Wednesday, September 25, 2013

Tough Writers Do Dance

How far should one go in writing?  Should one go as far as the imagination allows on a fictional platform that’s partly safe from hurtful realities, yet vulnerable to critical attack from having gone to disturbing depths?

What are the emotional effects in diving to such depths for a writer, though it may seem as if it were no problem to create what the writer imagined … gasp-reactive content that disturbs to ridicule.  These questions have been in my mind for years after an introduction to the works of Norman Mailer, upon viewing the movie adaptation of a memorable scene depicting scandalous adultery and raw emotions, as a man witnesses his mate’s blatant infidelity and attack on his humanity.

Instantly I became gasp-reactive while feeling the emotional anguish the character displayed as though it were my own.  I then wondered who the writer was, and further thought what courage it actually takes to write such material regardless of its context.

Though indelibly disturbed each time I think about the scene, as a writer, I respect the guts that it took for Mailer to write what he wrote, and the artistic resolution required in taking such risks.

While brave writing can disturb, it also affords writers the freedom to explore powerful emotions in having the courage to experiment, examine, and write from imaginings that can incite at the human core.

Mailer had the personal attributes of what it takes to be a great writer – verve, fire … relentless heart and Pulitzers for his former works, attesting to his skills.

With heart, I also believe it takes a visceral type of passion to pen what might unknowingly become a brilliant work of art without reserve of criticism, as it were with such diversely distinguished writers from Nathaniel Hawthorne, to living playwright and author, Ntozake Shange, whose greatest works received initial backlash prior to wide acclaim.

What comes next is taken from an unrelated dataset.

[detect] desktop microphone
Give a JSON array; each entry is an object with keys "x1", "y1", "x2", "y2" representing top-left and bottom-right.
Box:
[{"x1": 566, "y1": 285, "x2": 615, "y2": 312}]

Wednesday, September 18, 2013

Links to Excellence – James Salter

Deciding and knowing who we are comes with an intuitive urging to proclaim and step into our calling.

In this Links to Excellence, Author, James Salter discusses his decision to become a writer.

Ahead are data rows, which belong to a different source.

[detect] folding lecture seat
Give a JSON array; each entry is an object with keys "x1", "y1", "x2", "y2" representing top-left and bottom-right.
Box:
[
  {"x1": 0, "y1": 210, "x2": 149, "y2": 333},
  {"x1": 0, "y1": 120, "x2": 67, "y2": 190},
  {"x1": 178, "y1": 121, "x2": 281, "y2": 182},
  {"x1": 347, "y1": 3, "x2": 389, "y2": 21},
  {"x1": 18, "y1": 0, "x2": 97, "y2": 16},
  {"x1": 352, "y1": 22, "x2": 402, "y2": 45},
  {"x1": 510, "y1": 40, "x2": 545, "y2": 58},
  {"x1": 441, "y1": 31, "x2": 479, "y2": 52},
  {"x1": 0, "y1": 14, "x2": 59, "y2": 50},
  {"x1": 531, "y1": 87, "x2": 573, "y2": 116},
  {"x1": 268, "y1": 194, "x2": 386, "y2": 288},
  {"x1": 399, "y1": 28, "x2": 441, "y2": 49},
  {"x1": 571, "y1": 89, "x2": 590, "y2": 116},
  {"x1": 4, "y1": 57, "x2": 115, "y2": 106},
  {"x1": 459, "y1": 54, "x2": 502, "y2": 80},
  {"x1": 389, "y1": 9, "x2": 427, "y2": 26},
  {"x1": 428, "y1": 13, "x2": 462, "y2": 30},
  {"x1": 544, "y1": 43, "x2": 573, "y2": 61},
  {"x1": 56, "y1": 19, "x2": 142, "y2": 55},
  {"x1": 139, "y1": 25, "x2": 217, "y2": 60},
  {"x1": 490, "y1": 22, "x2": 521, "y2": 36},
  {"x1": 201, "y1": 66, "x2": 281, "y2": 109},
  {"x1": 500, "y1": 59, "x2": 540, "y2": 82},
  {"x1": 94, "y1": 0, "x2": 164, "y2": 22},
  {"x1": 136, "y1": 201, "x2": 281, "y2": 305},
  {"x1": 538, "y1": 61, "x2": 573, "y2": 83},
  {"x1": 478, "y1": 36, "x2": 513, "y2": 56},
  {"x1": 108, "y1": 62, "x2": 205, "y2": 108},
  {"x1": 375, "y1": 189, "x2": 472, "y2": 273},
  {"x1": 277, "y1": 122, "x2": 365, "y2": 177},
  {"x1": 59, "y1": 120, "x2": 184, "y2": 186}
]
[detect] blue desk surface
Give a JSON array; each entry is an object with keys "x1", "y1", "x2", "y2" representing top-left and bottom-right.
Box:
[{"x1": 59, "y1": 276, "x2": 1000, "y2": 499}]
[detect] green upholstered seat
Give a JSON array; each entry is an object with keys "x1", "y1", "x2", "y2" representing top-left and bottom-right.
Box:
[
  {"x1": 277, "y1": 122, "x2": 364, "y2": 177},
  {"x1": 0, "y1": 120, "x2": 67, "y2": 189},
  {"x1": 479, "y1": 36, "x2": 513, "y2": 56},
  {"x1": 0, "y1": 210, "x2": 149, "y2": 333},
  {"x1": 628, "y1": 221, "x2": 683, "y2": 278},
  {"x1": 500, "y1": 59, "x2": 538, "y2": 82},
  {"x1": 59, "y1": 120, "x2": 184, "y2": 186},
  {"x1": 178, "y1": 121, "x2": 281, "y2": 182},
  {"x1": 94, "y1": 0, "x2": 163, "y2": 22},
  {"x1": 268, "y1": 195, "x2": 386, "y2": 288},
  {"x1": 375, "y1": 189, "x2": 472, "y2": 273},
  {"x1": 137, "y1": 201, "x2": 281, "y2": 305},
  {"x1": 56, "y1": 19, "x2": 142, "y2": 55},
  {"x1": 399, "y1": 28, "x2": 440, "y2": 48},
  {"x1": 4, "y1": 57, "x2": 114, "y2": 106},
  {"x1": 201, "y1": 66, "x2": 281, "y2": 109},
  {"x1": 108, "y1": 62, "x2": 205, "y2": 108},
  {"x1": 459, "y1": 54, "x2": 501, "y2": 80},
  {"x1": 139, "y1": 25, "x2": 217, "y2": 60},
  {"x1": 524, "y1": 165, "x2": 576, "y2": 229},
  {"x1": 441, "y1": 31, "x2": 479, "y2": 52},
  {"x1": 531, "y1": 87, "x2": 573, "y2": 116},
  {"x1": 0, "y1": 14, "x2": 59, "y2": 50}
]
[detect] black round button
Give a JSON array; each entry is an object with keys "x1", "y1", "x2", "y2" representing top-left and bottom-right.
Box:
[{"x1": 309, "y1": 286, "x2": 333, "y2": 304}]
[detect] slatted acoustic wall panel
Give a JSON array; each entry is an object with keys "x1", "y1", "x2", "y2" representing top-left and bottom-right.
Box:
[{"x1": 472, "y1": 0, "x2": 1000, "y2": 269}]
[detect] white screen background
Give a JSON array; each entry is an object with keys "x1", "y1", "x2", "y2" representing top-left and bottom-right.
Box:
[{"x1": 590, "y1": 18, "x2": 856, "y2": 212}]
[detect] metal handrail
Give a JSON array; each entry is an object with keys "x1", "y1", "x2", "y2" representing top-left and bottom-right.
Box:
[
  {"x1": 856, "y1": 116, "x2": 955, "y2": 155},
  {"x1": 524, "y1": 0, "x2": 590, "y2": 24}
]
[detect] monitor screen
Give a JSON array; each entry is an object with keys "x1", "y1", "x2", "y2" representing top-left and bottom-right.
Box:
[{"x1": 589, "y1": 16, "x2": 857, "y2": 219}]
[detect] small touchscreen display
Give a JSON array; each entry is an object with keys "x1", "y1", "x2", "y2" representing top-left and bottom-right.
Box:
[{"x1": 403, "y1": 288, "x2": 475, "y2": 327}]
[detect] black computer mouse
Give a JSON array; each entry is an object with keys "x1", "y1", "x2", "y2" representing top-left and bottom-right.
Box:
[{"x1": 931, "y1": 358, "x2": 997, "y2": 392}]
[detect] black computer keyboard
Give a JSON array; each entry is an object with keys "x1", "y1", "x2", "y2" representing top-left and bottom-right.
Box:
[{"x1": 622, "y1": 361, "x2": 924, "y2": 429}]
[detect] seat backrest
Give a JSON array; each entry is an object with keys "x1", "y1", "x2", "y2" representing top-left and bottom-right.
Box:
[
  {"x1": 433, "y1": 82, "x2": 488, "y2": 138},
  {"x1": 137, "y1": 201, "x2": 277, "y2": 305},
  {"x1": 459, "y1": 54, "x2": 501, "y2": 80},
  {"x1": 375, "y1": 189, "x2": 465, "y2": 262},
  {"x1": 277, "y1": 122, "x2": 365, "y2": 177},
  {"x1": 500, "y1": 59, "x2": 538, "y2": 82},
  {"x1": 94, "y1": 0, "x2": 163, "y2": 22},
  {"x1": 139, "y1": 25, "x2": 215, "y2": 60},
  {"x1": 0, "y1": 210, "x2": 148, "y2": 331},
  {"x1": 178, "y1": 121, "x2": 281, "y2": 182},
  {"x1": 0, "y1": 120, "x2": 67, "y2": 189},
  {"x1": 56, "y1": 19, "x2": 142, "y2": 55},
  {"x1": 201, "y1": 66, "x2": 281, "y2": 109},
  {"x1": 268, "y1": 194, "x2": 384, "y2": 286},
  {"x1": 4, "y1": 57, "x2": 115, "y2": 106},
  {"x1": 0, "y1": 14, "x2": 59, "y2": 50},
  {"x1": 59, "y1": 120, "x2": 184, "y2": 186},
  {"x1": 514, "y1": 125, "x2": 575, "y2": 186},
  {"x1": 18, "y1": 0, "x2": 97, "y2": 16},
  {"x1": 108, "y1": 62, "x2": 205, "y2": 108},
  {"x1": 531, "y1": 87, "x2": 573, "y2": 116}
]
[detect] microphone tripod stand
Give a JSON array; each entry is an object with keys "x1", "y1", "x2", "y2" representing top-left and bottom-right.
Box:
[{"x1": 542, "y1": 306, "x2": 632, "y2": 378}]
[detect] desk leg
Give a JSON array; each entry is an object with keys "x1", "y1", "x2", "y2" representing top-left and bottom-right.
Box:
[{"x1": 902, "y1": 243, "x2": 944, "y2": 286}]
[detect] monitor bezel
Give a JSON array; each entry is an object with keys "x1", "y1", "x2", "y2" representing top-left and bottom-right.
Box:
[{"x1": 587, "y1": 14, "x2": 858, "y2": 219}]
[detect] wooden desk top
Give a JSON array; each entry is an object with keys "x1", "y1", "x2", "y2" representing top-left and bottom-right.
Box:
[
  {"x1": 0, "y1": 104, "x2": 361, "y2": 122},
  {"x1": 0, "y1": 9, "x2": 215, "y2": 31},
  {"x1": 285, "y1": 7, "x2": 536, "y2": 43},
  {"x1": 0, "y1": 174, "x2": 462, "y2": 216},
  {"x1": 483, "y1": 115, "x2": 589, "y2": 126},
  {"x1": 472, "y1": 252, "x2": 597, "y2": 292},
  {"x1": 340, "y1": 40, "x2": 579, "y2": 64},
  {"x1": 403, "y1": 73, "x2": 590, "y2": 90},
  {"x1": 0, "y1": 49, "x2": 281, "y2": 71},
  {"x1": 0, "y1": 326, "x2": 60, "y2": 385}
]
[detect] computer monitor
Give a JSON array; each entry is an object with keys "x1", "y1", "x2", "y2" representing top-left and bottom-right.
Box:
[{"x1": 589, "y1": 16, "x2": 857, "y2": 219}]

Tuesday, September 3, 2013

The Beauty of Being Real

There was a fascinating statement that Actor, Viola Davis made in the televised discussion of Black Women in Hollywood where she alluded how Black writers often “image-censor” their characters before pen is placed on paper, cautious of creating characters that might offend. 

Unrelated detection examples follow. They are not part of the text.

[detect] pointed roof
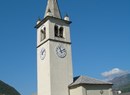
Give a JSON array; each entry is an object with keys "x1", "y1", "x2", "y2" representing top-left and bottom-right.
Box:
[
  {"x1": 44, "y1": 0, "x2": 61, "y2": 19},
  {"x1": 70, "y1": 76, "x2": 112, "y2": 86}
]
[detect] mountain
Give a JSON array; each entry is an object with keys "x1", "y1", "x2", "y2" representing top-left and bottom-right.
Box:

Her argument suggested what true art is – how it actually becomes real through characters that are perfectly flawed and depicted through the extensions of their blemished lives without excising the ugly imagery that can tell powerful stories.

The exact statement that she made compelled me to think how we, ironically as humans, equate perfection with beauty, thus if anything is imperfect and flawed to the precision of our humanness, we are then ugly misprints of our inevitable truths, deserving of shame, ridicule, and an evasive cover up that strips away our substance.

The overall irony is, our flaws make us beautifully human, as our flaws, issues, and mistakes connect us all with an inseparable need for each other.